Source: 1995;43(1-24).
Author: Paxinos G, Sexton PM, Toga AW.

Abstract:
The use of chemoarchitecture for identification of nuclei in the human brain is significant because the connectivity criterion is virtually impossible to apply. Other anatomical criteria that have been used for experimental animals are also more difficult to use in the human, leaving chemoarchitecture as an important choice for this species. Fortunately, a striking resemblance in the neurotransmitter or neuromodulator content of nuclei has been observed across species. Chemoarchitecture has been used successfully and can be as valid a criterion in identifying regions as connectivity and cell morphology, the more conventional criteria.
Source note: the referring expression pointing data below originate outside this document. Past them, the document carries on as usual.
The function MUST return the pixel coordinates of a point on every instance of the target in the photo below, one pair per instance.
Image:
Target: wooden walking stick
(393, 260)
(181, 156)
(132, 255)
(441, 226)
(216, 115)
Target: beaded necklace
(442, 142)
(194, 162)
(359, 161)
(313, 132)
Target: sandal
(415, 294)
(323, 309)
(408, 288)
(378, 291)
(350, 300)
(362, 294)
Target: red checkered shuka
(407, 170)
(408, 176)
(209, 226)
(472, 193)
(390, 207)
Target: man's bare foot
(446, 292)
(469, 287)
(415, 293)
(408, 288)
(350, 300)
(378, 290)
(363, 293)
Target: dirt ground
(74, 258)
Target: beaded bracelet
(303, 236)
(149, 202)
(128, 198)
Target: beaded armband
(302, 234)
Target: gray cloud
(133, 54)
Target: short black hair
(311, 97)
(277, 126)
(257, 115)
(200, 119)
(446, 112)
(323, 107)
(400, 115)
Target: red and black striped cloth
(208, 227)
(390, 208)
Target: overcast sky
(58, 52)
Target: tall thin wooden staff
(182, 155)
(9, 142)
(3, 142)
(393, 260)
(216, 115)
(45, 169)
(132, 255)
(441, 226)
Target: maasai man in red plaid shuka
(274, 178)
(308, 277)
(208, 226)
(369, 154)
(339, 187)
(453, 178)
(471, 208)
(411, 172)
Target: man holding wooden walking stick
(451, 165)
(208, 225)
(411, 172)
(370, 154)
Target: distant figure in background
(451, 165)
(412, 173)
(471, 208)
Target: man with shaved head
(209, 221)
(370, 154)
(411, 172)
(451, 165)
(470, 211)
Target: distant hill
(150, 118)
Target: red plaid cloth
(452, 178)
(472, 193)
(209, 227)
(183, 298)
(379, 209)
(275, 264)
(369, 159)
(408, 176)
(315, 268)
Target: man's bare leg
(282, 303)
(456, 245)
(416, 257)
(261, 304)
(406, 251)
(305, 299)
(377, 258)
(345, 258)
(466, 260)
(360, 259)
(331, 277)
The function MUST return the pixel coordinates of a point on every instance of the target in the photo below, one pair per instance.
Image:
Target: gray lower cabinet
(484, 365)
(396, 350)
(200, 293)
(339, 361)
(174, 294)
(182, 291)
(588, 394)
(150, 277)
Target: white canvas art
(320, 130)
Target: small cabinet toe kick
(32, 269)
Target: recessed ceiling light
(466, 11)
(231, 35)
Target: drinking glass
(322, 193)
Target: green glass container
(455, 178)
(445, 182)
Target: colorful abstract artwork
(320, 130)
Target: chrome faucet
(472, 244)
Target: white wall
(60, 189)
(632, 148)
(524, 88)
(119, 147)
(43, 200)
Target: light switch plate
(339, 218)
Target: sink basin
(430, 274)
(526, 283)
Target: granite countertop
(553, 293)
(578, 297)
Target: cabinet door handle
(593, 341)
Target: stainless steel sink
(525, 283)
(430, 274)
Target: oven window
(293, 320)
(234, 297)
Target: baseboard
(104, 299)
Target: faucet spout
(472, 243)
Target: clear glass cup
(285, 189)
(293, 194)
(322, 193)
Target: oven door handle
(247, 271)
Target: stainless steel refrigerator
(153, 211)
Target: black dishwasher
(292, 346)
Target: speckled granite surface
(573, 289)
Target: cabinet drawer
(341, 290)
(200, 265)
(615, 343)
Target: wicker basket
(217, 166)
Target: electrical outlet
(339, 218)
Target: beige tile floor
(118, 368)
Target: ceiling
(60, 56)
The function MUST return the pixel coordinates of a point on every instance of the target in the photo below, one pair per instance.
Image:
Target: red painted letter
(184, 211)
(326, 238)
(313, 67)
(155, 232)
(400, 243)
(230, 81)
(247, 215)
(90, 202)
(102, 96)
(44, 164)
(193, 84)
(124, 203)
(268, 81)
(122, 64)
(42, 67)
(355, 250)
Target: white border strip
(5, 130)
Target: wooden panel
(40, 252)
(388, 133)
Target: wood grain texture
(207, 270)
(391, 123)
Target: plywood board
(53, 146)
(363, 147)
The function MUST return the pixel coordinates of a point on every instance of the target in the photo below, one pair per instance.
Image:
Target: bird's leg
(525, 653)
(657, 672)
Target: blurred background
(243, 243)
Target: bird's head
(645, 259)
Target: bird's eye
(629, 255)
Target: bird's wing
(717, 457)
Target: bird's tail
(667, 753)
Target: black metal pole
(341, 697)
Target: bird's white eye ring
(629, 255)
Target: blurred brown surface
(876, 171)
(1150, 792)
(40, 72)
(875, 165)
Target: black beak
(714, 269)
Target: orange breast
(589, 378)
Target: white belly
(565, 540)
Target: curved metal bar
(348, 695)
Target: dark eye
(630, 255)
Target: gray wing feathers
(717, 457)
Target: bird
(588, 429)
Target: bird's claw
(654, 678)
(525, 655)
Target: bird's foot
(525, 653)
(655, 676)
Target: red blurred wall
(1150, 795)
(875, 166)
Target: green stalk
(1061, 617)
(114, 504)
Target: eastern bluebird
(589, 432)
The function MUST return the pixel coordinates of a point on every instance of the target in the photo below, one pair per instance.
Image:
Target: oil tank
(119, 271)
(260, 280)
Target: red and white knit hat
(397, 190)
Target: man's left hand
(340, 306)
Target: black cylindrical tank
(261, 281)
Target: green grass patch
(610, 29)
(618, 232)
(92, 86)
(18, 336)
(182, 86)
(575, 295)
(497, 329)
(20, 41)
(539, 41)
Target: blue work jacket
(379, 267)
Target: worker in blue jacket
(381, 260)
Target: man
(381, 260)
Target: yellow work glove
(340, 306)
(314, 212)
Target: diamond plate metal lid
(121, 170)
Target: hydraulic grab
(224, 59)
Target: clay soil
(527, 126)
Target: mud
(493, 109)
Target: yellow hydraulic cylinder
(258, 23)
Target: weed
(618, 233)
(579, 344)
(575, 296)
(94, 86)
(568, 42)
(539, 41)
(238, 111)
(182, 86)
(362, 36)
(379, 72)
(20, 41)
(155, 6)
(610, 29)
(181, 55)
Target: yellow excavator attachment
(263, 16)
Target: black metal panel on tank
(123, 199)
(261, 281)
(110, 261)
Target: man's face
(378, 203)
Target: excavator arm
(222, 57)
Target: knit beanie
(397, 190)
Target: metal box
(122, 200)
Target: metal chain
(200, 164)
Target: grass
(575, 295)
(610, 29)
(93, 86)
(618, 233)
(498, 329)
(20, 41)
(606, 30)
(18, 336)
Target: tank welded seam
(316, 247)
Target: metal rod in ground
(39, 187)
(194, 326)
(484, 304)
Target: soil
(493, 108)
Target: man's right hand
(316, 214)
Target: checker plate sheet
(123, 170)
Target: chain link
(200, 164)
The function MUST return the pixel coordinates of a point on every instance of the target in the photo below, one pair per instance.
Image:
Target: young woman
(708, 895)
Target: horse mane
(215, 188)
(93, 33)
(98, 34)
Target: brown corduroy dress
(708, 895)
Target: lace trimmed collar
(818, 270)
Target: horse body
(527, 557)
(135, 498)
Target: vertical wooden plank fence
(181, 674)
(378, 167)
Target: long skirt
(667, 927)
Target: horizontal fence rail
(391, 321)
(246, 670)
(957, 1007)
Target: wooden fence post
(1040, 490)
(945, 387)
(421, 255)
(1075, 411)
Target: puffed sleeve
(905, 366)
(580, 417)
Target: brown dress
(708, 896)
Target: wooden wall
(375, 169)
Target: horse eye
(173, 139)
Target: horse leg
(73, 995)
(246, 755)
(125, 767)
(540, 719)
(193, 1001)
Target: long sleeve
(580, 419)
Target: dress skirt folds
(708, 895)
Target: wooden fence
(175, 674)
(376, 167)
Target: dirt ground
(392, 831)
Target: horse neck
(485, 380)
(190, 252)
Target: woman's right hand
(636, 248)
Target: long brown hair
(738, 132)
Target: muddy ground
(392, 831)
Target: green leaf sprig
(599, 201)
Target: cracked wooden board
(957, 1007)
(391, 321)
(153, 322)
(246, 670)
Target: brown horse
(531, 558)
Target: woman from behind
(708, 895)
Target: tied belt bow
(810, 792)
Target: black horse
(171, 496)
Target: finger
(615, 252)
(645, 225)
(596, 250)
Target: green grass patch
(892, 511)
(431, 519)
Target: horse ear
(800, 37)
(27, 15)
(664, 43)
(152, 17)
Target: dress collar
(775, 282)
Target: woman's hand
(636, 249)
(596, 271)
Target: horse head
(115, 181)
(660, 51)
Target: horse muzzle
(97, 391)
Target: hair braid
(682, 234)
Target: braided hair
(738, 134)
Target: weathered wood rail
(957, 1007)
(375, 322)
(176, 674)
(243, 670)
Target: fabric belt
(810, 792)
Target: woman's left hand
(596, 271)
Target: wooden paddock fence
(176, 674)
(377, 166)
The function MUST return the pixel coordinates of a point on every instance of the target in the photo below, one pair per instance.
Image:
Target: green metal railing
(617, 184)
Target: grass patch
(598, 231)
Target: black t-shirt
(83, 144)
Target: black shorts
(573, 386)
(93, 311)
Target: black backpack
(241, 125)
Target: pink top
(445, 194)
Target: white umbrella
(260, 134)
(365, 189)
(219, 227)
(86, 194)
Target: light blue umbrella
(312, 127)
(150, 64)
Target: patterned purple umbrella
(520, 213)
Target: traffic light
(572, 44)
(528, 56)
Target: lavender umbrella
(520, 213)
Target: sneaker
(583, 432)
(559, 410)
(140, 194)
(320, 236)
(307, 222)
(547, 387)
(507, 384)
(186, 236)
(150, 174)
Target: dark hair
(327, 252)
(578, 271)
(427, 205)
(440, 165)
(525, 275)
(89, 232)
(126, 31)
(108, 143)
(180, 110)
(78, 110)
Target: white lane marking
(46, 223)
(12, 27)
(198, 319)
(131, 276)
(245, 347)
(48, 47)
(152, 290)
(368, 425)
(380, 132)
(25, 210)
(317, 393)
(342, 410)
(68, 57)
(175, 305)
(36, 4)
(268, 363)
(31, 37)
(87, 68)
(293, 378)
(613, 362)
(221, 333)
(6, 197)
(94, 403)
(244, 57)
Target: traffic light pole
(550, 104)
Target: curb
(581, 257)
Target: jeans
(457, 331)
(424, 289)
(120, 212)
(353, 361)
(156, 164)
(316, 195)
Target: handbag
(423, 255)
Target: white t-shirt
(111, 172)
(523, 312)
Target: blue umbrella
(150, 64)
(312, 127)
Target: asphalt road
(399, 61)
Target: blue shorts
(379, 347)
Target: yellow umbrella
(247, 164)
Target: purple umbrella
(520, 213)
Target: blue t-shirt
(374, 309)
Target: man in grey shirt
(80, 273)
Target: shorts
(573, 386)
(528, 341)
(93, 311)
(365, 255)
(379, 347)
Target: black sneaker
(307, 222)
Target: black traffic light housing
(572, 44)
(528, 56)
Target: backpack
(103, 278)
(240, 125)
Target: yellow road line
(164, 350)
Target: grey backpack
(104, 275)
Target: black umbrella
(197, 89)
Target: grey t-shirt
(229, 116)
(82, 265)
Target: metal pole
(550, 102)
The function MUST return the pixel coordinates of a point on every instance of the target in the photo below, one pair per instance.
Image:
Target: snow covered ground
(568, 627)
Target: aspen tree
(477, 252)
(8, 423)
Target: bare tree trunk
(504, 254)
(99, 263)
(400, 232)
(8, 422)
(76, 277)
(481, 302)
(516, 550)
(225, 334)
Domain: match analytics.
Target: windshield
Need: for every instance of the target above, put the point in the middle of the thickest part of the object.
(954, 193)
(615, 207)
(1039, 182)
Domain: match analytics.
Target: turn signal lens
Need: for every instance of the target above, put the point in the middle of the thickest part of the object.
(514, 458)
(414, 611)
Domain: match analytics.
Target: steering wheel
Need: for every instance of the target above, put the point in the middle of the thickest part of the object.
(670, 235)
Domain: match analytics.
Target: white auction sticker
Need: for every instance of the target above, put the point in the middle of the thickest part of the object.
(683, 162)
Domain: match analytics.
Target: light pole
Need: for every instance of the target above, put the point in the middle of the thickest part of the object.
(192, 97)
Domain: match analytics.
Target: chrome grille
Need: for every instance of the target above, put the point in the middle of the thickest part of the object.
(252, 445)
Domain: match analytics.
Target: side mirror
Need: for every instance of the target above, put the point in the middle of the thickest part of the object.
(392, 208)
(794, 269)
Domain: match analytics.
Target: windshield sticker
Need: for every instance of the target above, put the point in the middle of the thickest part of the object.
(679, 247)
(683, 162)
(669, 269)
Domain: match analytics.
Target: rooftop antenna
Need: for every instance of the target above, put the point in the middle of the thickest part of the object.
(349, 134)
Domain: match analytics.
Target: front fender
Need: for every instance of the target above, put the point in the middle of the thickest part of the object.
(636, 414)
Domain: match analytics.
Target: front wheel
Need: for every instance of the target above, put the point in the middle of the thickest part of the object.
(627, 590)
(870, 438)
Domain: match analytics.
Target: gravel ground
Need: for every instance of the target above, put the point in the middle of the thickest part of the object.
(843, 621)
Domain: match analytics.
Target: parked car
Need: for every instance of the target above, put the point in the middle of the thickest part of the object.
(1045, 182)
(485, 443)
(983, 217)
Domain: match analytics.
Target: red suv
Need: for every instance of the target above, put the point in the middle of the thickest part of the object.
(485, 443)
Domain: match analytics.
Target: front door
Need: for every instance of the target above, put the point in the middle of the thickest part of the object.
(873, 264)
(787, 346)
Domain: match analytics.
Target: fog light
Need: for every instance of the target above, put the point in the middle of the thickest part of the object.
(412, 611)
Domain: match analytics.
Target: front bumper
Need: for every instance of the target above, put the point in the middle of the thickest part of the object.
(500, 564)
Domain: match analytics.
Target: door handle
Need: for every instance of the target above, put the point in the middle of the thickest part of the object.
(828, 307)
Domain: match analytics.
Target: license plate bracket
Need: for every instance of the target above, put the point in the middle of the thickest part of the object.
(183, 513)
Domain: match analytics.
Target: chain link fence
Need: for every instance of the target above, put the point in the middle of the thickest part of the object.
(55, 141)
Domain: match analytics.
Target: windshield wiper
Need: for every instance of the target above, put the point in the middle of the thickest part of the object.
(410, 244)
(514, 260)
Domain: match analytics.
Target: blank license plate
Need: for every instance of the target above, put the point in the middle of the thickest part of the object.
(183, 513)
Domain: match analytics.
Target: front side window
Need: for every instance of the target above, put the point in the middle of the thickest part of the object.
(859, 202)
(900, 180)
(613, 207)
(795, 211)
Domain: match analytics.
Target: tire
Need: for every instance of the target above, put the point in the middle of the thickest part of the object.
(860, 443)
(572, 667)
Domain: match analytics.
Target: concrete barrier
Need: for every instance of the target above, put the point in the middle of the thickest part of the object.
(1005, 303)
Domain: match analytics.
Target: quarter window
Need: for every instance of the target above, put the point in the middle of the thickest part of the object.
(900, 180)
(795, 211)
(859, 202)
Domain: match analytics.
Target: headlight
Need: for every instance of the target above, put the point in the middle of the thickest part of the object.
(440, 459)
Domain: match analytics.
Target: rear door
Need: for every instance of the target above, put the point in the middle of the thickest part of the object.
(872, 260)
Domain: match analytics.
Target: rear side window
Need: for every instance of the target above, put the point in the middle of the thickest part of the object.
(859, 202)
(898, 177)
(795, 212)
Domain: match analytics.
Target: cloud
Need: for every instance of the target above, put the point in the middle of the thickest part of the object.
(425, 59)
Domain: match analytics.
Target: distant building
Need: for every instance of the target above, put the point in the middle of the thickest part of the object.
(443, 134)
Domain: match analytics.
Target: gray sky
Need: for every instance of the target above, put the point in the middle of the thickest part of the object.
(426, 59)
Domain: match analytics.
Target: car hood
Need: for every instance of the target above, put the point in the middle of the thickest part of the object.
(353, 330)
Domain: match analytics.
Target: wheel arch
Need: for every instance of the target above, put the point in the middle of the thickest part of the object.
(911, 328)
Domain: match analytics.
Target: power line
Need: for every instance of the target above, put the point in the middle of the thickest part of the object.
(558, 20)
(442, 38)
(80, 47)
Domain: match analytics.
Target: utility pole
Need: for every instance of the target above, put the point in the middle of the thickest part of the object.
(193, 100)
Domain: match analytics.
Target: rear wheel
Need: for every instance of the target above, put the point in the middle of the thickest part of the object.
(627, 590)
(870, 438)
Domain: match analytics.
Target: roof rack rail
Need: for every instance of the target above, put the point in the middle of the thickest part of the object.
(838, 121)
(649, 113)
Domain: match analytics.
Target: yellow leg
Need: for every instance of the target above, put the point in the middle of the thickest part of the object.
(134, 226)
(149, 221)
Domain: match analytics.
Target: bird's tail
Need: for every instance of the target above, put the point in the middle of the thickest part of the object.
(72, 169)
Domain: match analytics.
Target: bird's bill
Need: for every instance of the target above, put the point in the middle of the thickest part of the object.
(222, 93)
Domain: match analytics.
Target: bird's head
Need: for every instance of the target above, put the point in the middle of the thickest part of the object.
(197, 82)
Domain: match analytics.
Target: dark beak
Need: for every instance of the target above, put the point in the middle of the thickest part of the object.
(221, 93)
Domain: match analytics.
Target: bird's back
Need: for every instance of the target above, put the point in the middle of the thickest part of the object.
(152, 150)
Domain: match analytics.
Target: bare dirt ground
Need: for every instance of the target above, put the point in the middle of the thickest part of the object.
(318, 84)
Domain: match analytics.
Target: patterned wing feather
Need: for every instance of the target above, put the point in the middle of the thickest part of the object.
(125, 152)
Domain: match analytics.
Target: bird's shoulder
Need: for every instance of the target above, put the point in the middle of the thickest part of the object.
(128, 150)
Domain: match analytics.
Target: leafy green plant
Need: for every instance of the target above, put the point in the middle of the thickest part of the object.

While differences in distribution of substances can exist between species and indeed there may be differences even amongst strains of the same species, the overwhelming impression is that the chemoarchitectonic profile of nuclei is substantially stable across species. As a consequence, once the chemoarchitectonic signature of a nucleus has been identified in an experimental species, the nucleus in the human brain bearing the same profile of chemicals is expected to be the human homologue. Each chemical substance offers a different window to the organization of the brain, with successive stain betraying autoradiographic/immunohistochemical reaction has been performed, all nuclei/subnuclei will be revealed. Chemoarchitecture provides a view of the brain which is similar to a neuroanatomical map which has been coloured in already. While the distribution of any one substance may show flagrant disregard to important boundaries, the Gestalt of the distribution of all substances under investigation will render the detail and overall plan discernible. In the present chapter, we will present examples of the use of chemoarchitecture in the delineation of three different areas of the brain. We will commence with a description of the identification of the intermediate reticular zone because this is the first area in which we applied chemoarchitecture systematically. We will proceed with a detailed discussion of the organisational plan of the periaqueductal grey, an area in which we are currently working. Finally, we will present some evidence for the importance of the cytoarchitectonic criterion in delineations of cortical regions in the monkey, work which we have just commenced, and which has important implications for the study of the human brain.